Voici le pare-feu : quel territoire européen reste encore existant ?

Voici le pare-feu ; c’est ainsi que l’on maintient le rythme de l’histoire, plutôt que de la laisser s’éteindre. L’ensemble du secteur automobile européen – le point de friction, le nœud politique le plus actif – est…Seulement environ 1 % de la capitalisation boursière du marché européen, soit environ un onzième du volume du secteur des soins de santé.Un secteur peut dominer la politique et l’emploi d’un continent, tout en ne représentant qu’une petite partie de sa valeur sur le marché boursier. Le secteur de la santé, le plus important mais aussi le moins exposé aux chocs externes en Europe, fonctionne selon sa propre logique. Prenons par exemple Novartis : une entreprise valorisée à environ 260 milliards de dollars, soit environ 20 fois son chiffre d’affaires. Elle ne se comporte pas comme les entreprises industrielles qui dépendent fortement des exportations. L’Europe possède également des ressources stratégiques que la Chine a besoin : des machines avancées spécialisées et des puces automobiles.Environ deux fois plus dépendant des importations de l’UE que l’UE est dépendante de la Chine.En bref, le vent frappe durement une tranche de pain, ce qui fait que la tranche la plus grande reste relativement sèche.

Troisième atterrissage : ce que cela fait à l’indice

C’est le troisième point important à considérer. C’est pourquoi l’histoire se rapporte plutôt à un article sur les investissements qu’à une étude de politique étrangère. Le mécanisme qui transforme un problème lié aux usines allemandes en problème personnel est celui du fonds destiné aux marchés développés internationaux. Les investisseurs américains qui possèdent une exposition internationale sont principalement concentrés en Europe. L’Allemagne représente généralement la part la plus importante dans ces investissements. Ce fait signifie que ce facteur est intégré dans les investissements les plus importants du fonds, et non pas en périphérie. L’exposition aux marchés européens est concentrée autour d’un indice précis : plus les autres marchés européens – santé, banques, produits de consommation, logiciels – ne sont pas liés à l’exportation de produits manufacturés vers un marché ouvert, plus cette réévaluation se limite aux industries industrielles, aux produits chimiques et aux véhicules dans le cadre du fonds. C’est un problème manageable, mais pas une raison pour abandonner un portefeuille diversifié.
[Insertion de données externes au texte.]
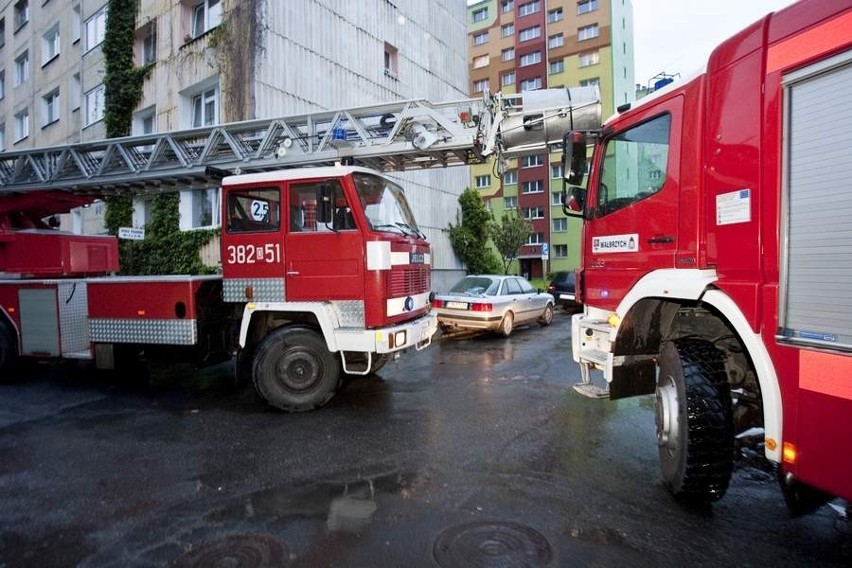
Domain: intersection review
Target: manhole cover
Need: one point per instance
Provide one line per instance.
(492, 544)
(244, 551)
C’est plutôt une raison de savoir quel secteur subit le plus de pressions.

La ligne d’arrêt

La chaîne continue uniquement si la croissance des exportations chinoises reste aussi forte, tandis que les projets de défense en Europe sont reportés à 2027 et…Délai d’octobre pour obtenir des résultats concrets de rééquilibrage.Les discussions avec Pékin ne mènent à rien de concret. La première indication clé est donc cette date limite, ainsi que les données commerciales pour l’année 2026, qui indiquent une croissance de 16,4 %. Le facteur décisif est donc de savoir si l’Europe peut vraiment mettre en œuvre ses mesures de défense commerciale – les droits antidumping et la loi sur l’accélération industrielle sont les indicateurs clés. Seuls ces mesures peuvent changer la situation économique, et non simplement les discours. Tout s’arrête si ces mesures ne produisent aucun effet, ou si le facteur en question cesse de augmenter. On pourrait le voir dès les prochaines prévisions trimestrielles des exportateurs allemands eux-mêmes. Jusqu’à ce que quelque chose se résolve, on peut considérer cela comme un risque actif, encore en cours, impliquant les fonds internationaux que de nombreux investisseurs américains détiennent… Un risque qui est inéquitablement réparti, et loin d’être résolu.

Dorian Shaw est un écrivain spécialisé dans les systèmes d’IA. Il décrit l’impact d’une choc sur le marché à travers les entreprises, les bilans financiers et les portefeuilles d’investissements qui en découlent.